Tea was first introduced to Portuguese priests and merchants in China during the 16th century, at which time it was termed chá. The earliest European reference to tea, written as Chiai, came from Delle navigationi e viaggi written by a Venetian, Giambattista Ramusio, in 1545. The first recorded shipment of tea by a European nation was in 1607 when the Dutch East India Company moved a cargo of tea from Macao to Java, then two years later, the Dutch bought the first assignment of tea which was from Hirado in Japan to be shipped to Europe. Tea became a fashionable drink in The Hague in the Netherlands, and the Dutch introduced the drink to Germany, France and across the Atlantic to New Amsterdam (New York).
The first record of tea in English came from a letter written by Richard Wickham, who ran an East India Company office in Japan, writing to a merchant in Macao requesting “the best sort of chaw” in 1615. Peter Mundy, a traveller and merchant who came across tea in Fujian in 1637, wrote, “chaa — only water with a kind of herb boyled in it “. Tea was sold in a coffee house in London in 1657, Samuel Pepys tasted tea in 1660, and Catherine of Braganza took the tea-drinking habit to the British court when she married Charles II in 1662. Tea, however, was not widely consumed in Britain until the 18th century, and remained expensive until the latter part of that period. British drinkers preferred to add sugar and milk to black tea, and black tea overtook green tea in popularity in the 1720s. Tea smuggling during the 18th century led to the general public being able to afford and consume tea. The British government removed the tax on tea, thereby eliminating the smuggling trade by 1785. In Britain and Ireland, tea was initially consumed as a luxury item on special occasions, such as religious festivals, wakes, and domestic work gatherings. The price of tea in Europe fell steadily during the 19th century, especially after Indian tea began to arrive in large quantities; by the late 19th century tea had become an everyday beverage for all levels of society. The popularity of tea also informed a number of historical events – the Tea Act of 1773 provoked the Boston Tea Party that escalated into the American Revolution, and the need to address the issue of British trade deficit caused by the demand for Chinese tea led to a trade in opium that resulted in the Opium Wars.
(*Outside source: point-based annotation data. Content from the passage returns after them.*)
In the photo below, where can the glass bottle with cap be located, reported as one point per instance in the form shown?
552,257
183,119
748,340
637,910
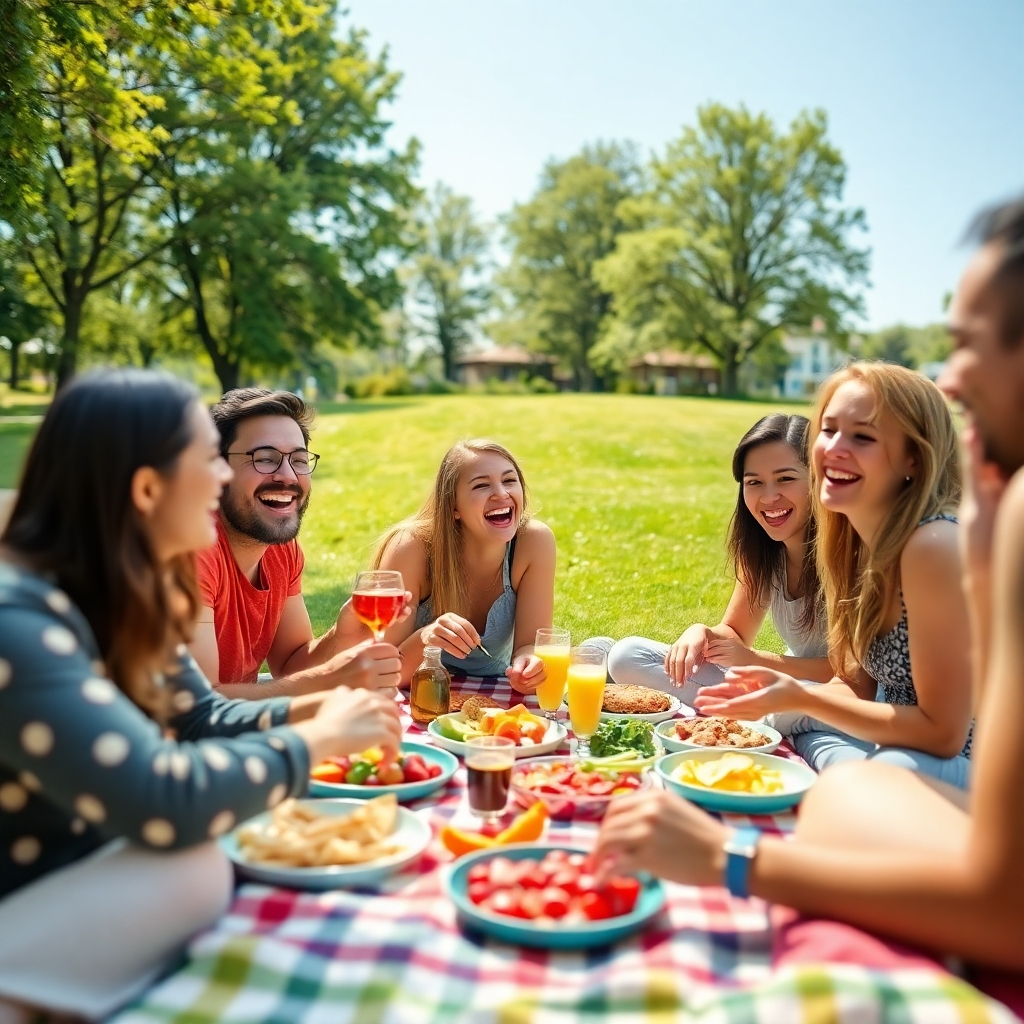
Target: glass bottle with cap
430,688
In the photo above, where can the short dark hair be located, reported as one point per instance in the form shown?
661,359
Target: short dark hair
1004,224
245,402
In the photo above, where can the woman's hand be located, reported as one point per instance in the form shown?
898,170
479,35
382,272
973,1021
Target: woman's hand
750,692
660,833
727,651
452,633
350,721
686,654
525,673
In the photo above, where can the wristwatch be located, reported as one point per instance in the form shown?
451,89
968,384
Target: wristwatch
739,848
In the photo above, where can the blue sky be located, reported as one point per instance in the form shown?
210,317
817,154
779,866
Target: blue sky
925,99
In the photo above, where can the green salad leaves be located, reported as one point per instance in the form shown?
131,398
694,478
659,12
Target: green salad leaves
621,735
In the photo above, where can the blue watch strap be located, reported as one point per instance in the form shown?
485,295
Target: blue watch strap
739,850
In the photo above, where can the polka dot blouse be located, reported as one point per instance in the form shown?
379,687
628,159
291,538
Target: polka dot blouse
80,764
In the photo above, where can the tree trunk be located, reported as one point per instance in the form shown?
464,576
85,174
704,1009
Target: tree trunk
14,375
730,375
68,359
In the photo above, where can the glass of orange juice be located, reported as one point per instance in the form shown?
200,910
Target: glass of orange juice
585,683
552,647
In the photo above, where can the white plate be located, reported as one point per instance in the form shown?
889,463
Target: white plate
675,707
667,733
553,738
411,833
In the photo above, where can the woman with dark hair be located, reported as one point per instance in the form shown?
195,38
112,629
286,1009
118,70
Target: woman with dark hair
119,765
771,545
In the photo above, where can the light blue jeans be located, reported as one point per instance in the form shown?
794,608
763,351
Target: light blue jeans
639,660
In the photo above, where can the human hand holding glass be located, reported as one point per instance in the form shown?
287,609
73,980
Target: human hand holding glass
552,647
585,683
378,599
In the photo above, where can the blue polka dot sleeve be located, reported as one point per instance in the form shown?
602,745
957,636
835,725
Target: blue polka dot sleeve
81,764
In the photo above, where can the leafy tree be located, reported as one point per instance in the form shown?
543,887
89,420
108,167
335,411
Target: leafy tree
20,317
740,236
446,272
111,88
556,239
285,230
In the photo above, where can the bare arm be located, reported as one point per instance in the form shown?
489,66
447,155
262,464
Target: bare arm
939,656
535,604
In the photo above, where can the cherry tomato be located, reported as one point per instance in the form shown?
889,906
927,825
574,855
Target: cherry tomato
505,901
328,773
535,878
479,891
530,903
478,872
556,902
622,893
390,774
595,906
415,771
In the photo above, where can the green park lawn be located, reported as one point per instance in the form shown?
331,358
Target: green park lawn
637,489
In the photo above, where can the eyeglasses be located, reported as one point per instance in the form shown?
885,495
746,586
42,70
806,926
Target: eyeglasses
267,460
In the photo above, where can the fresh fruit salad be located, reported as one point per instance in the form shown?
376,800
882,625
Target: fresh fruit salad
557,889
517,724
373,768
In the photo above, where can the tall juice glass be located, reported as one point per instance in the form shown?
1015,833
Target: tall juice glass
585,683
552,647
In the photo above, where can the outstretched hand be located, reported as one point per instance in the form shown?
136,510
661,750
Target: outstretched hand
749,692
525,673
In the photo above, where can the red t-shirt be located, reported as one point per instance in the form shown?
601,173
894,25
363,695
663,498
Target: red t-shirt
246,615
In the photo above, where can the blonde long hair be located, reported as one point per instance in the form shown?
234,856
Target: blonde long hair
440,532
860,585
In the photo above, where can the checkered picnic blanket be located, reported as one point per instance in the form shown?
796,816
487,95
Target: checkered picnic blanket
396,955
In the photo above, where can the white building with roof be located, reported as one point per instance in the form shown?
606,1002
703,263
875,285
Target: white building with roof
812,359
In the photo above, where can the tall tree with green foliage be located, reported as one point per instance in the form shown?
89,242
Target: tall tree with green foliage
20,317
114,87
287,230
448,272
741,236
556,238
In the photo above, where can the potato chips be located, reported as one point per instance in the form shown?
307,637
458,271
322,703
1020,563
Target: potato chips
731,773
297,836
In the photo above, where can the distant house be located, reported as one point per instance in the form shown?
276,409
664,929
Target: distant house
503,364
811,360
933,371
670,372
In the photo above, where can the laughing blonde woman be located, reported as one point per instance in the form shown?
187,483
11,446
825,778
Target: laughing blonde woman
480,568
885,480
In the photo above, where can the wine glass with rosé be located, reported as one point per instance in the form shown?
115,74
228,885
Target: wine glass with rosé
378,598
552,647
585,684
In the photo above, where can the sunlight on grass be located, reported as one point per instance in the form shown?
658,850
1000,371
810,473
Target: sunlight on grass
637,491
636,488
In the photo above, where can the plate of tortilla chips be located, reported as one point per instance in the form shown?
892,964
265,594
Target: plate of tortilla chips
328,844
740,781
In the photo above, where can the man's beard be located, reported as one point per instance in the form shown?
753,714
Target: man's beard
243,517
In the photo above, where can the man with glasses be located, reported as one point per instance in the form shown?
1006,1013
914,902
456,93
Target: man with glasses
251,581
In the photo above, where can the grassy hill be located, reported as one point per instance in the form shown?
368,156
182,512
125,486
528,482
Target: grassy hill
636,488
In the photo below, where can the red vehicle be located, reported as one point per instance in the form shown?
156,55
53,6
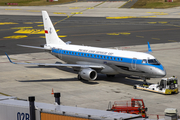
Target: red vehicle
135,106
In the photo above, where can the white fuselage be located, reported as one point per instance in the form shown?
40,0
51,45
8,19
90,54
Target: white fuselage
114,61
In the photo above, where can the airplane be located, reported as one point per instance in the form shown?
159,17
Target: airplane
88,61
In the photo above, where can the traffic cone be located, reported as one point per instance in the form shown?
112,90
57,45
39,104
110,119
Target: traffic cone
52,92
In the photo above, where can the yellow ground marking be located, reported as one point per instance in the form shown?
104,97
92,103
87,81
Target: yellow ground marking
16,36
58,13
61,13
158,13
7,23
162,22
155,12
38,22
171,40
62,35
21,27
42,36
28,22
125,33
122,33
74,7
156,38
126,17
152,22
34,11
90,8
140,36
112,33
31,31
12,9
40,25
76,13
162,14
58,36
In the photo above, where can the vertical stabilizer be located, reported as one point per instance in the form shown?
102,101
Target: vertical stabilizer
50,33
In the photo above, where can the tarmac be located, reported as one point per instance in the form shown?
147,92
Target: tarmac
23,81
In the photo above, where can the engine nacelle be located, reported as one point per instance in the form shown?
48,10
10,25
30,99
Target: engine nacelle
88,74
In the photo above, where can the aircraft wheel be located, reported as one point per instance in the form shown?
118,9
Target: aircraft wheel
79,77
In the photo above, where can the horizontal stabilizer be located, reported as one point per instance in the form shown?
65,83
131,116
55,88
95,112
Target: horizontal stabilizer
34,47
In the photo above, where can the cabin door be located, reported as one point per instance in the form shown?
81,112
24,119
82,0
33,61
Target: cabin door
133,64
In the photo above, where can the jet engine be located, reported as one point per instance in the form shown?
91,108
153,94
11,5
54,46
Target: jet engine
88,74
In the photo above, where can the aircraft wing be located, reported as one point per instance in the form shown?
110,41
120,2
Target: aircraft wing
62,65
Tea was introduced into India by the British in an attempt to break the Chinese monopoly on tea. In 1841, Arthur Campbell brought seeds of Chinese tea from the Kumaun region and experimented with planting tea in Darjeeling. The Alubari tea garden was opened in 1856 and Darjeeling tea began to be produced. In 1848, Robert Fortune was sent by the East India Company on a mission to China to bring the tea plant back to Great Britain. He began his journey in high secrecy as his mission occurred in the lull between the Anglo-Chinese First Opium War (1839–1842) and Second Opium War (1856–1860). The Chinese tea plants he brought back were introduced to the Himalayas, though most did not survive. The British had discovered that a different variety of tea was endemic to Assam and the northeast region of India and that it was used by the local Singpho people, and these were then grown instead of the Chinese tea plant. Using the Chinese planting and cultivation techniques, the British launched a tea industry by offering land in Assam to any European who agreed to cultivate it for export. Tea was originally consumed only by anglicised Indians; however, it became widely popular in India in the 1950s because of a successful advertising campaign by the India Tea Board.